Une étude révolutionnaire de la School of Nursing de l’Université de Pennsylvanie (Penn Nursing), récemment publiée dans Innover dans la vieillessea montré des résultats prometteurs dans l’amélioration de la qualité de vie (QOL) et de la qualité du sommeil chez les personnes souffrant de problèmes de mémoire. La recherche examine l’efficacité d’une approche non pharmacologique dans le cadre d’une étude connue sous le nom de Healthy Patterns Sleep Program.

Nancy Hodgson, PhD, RN, FAAN, Claire M. Fagin, professeure de leadership en soins infirmiers et présidente du Département des sciences de la santé biocomportementale, a dirigé un groupe de chercheurs de Penn Nursing, Penn Medicine, Rutgers School of Nursing et Drexel’s College of Nursing University et Professions de la santé, dans le cadre d’une étude portant sur 209 couples d’individus vivant dans la communauté souffrant de problèmes de mémoire et de leurs partenaires de soins. Les participants ont été affectés soit au programme Healthy Patterns Sleep, qui comprenait des activités à domicile d’une heure sur quatre semaines, soit à un groupe témoin ayant reçu une formation sur l’hygiène du sommeil, ainsi qu’une formation sur la sécurité à domicile et la promotion de la santé. Le programme Healthy Patterns Sleep a formé les partenaires de soins à des activités quotidiennes chronométrées telles que des rappels le matin, des exercices l’après-midi et des activités sensorielles le soir, qui peuvent réduire la somnolence diurne et améliorer la qualité du sommeil la nuit.

« Les résultats de cette étude fournissent de nouvelles informations fondamentales sur les effets du timing de la participation aux activités et pourraient conduire à des protocoles de traitement structurés et reproductibles pour le traitement des troubles du sommeil », a déclaré Hodgson. « Dans l’ensemble, le programme Healthy Patterns a entraîné une amélioration de la qualité de vie par rapport à un groupe témoin d’attention. »

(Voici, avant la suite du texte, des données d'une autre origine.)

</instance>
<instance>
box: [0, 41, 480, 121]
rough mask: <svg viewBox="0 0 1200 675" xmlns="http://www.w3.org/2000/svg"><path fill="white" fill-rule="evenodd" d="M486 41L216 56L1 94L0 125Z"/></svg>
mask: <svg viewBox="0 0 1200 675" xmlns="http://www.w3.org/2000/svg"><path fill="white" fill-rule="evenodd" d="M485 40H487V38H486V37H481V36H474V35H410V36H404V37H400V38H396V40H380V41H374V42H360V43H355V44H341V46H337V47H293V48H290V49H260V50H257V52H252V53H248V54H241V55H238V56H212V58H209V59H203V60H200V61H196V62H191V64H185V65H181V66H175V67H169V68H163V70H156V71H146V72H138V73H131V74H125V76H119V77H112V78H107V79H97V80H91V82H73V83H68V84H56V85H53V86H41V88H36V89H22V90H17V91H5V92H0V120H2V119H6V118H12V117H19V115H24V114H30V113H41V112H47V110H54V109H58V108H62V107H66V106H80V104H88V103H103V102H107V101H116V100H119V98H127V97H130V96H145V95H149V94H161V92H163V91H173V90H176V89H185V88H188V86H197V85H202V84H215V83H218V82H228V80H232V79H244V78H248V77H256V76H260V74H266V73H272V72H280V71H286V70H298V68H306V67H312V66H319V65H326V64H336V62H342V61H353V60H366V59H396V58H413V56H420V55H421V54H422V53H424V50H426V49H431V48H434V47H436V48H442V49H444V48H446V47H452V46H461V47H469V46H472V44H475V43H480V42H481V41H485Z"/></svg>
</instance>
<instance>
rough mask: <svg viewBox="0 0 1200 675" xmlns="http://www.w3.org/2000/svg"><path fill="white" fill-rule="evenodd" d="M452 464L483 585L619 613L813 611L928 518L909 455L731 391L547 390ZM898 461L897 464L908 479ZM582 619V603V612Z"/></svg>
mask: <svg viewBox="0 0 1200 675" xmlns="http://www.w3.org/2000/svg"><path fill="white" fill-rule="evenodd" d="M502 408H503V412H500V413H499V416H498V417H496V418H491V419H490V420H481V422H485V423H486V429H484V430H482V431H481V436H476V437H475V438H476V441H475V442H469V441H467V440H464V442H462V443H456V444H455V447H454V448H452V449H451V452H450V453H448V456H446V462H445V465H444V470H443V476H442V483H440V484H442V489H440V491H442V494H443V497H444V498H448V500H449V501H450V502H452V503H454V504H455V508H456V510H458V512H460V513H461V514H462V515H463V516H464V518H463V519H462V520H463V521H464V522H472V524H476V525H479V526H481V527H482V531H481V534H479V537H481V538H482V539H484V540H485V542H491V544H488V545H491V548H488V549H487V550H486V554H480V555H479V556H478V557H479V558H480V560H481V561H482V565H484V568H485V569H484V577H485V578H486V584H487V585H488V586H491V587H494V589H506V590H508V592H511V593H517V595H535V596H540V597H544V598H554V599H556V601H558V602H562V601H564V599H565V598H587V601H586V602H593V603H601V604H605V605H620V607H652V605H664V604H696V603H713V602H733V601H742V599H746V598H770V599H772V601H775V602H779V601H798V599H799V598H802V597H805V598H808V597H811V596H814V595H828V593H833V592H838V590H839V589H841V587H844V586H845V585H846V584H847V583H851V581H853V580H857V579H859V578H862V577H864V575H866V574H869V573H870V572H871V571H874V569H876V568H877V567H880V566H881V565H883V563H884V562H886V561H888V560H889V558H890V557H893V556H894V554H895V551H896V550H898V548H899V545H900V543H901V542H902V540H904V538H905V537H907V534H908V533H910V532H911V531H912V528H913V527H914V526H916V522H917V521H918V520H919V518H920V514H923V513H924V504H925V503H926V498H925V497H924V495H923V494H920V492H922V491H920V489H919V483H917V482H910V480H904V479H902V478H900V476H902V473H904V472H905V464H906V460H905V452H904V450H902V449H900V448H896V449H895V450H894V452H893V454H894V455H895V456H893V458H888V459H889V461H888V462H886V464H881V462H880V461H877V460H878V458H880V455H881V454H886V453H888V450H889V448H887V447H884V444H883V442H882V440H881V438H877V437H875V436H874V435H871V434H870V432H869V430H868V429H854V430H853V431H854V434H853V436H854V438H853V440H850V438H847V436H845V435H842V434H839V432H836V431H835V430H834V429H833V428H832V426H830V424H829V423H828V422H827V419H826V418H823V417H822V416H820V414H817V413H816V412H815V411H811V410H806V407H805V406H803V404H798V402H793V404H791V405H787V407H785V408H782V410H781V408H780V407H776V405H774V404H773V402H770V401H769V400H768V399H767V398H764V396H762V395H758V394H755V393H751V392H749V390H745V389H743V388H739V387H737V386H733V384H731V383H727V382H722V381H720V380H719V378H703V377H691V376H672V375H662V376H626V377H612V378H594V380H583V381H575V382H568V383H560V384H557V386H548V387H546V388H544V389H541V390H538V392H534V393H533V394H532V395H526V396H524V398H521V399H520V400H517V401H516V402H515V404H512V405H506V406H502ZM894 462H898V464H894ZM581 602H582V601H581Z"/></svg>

Les résultats suggèrent également que le programme Healthy Patterns, d’une durée de quatre semaines, a amélioré la qualité du sommeil chez les personnes souffrant de problèmes de mémoire qui présentaient des symptômes dépressifs ou une mauvaise qualité de sommeil par rapport à un groupe témoin. L’étude suggère que l’intervention Healthy Patterns pourrait nécessiter une dose plus longue pour produire des améliorations dans d’autres mesures de l’activité veille-sommeil.

L’étude intitulée « Activité chronométrée pour minimiser les troubles du sommeil chez les personnes atteintes de troubles cognitifs » est disponible en ligne. Son importance réside dans la confirmation de l’efficacité des interventions comportementales non seulement pour améliorer la qualité de vie et traiter les problèmes de qualité du sommeil dans cette population, mais également pour améliorer la qualité de vie, réduisant potentiellement le fardeau des partenaires de soins et les coûts globaux des soins pour les personnes vivant à domicile avec mémoire. problèmes.

Les co-auteurs de cet article incluent Miranda V. McPhillips, PhD, RN of Penn Nursing ; Adriana Perez, Ph.D., ANP-BC, FAAN ; Barbara Riegel, PhD, RN, FAAN, FAHA ; Subhash Aryal, PhD, MS ; et Sonia Talwar, MBA; Nalaka Gooneratne, MD, MSc (Penn Medicine); Darina V. Petrovsky, PhD, RN (Rutgers) ; et Laura N Gitlin, PhD, FAAN, FGSA (Drexel). Cette étude a été financée par les National Institutes of Health (Grant NR0152260).